Spared the typical Cyberport park-up, the majority of the fleet had converged on Green Island by 3.00pm before they started the last challenging section of the course – negotiating the tricky beat through the harbour to the finish.
In what was to be a quick race for all, the David Witt-skippered SHK Scallyway Fuku took the fasted elapsed time of 2h 25m 21s, just short of the race record of 2h 13m 11s established by Aberdeen Extreme 40 in 2013.
The big winners of the day were Noel Chan’s TP52 Rampage 88, followed by another TP52 Phoenix owned by Robert Wiest/Victor Ku and David Ho and Patrick Pender’s VX One Serendipity.

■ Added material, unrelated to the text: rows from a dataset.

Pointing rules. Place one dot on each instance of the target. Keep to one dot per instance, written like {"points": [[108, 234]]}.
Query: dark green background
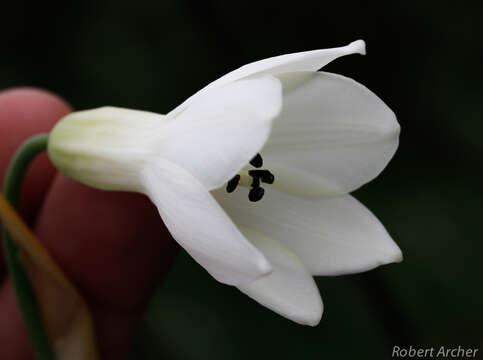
{"points": [[424, 60]]}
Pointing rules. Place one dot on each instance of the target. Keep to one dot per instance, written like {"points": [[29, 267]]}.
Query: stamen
{"points": [[256, 194], [257, 161], [264, 175], [233, 183]]}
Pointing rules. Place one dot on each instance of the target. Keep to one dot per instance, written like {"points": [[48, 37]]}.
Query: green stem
{"points": [[20, 280]]}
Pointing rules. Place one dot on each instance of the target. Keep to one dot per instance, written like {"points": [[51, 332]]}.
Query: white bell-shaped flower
{"points": [[318, 136]]}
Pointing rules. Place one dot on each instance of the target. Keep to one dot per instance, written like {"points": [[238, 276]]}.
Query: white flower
{"points": [[320, 135]]}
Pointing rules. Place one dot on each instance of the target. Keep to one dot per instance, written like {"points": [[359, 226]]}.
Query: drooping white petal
{"points": [[218, 134], [289, 289], [301, 61], [332, 136], [332, 236], [200, 225]]}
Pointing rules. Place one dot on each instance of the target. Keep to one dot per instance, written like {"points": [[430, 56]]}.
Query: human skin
{"points": [[113, 246]]}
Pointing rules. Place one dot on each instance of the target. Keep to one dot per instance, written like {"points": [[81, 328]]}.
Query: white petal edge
{"points": [[332, 136], [301, 61], [220, 133], [332, 236], [289, 289], [200, 225]]}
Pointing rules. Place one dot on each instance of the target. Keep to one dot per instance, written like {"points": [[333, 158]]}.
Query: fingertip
{"points": [[24, 112]]}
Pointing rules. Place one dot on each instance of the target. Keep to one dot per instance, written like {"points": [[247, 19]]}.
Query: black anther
{"points": [[233, 183], [266, 176], [257, 161], [256, 194]]}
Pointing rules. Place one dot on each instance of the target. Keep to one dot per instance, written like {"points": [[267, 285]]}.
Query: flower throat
{"points": [[252, 179]]}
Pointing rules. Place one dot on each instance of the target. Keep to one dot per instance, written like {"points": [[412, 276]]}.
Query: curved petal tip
{"points": [[358, 46]]}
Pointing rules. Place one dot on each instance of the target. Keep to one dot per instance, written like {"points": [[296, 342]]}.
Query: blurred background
{"points": [[424, 60]]}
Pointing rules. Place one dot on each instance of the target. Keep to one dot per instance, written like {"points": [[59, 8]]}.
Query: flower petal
{"points": [[201, 226], [218, 134], [332, 136], [301, 61], [290, 289], [332, 236]]}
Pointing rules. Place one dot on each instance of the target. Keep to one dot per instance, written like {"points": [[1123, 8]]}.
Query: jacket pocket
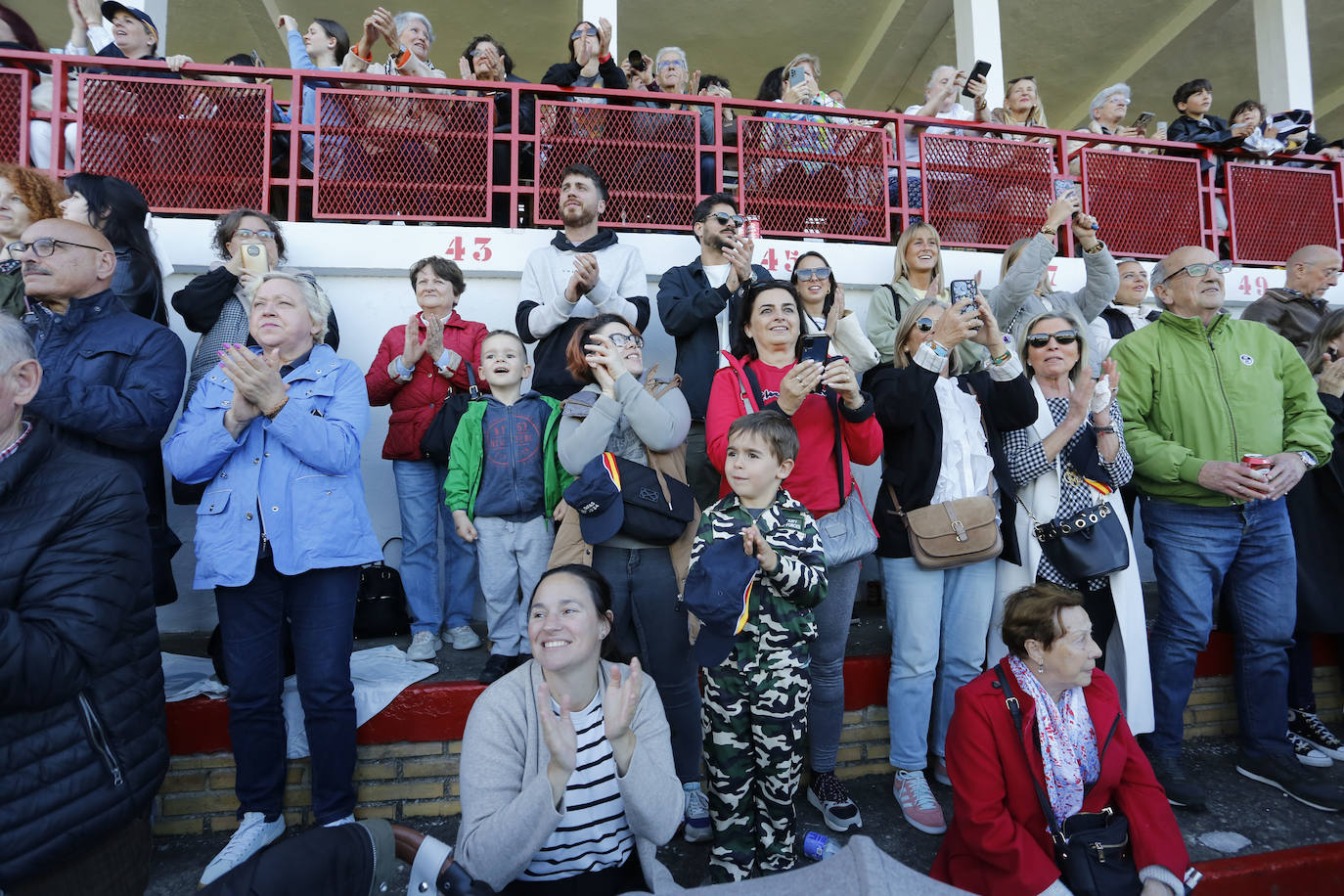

For the HKPN division, Niccolo Manno’s Carbon 3 trimaran took the win, followed by Bridget Chan’s Ker 11.3 Minnie the Moocher and Raymond Yip’s Beneteau First 44.7 Harpseal in third place.
Race Officer David Norton was satisfied with the steady conditions. “Unlike the ‘feast and famine’ conditions that we see most years, the 2022 Around the Island Race had a consistent 8-12 knots around the whole course,” Norton said. “Great sailing conditions along the Lamma channel, with the only real soft spot around the Green Island mark.”
The outgoing tide helped most of the fleet through Lei Yue Mun, but the payback was a strong adverse current in the western harbour on the 3½ mile beat back from Green Island mark to the finish.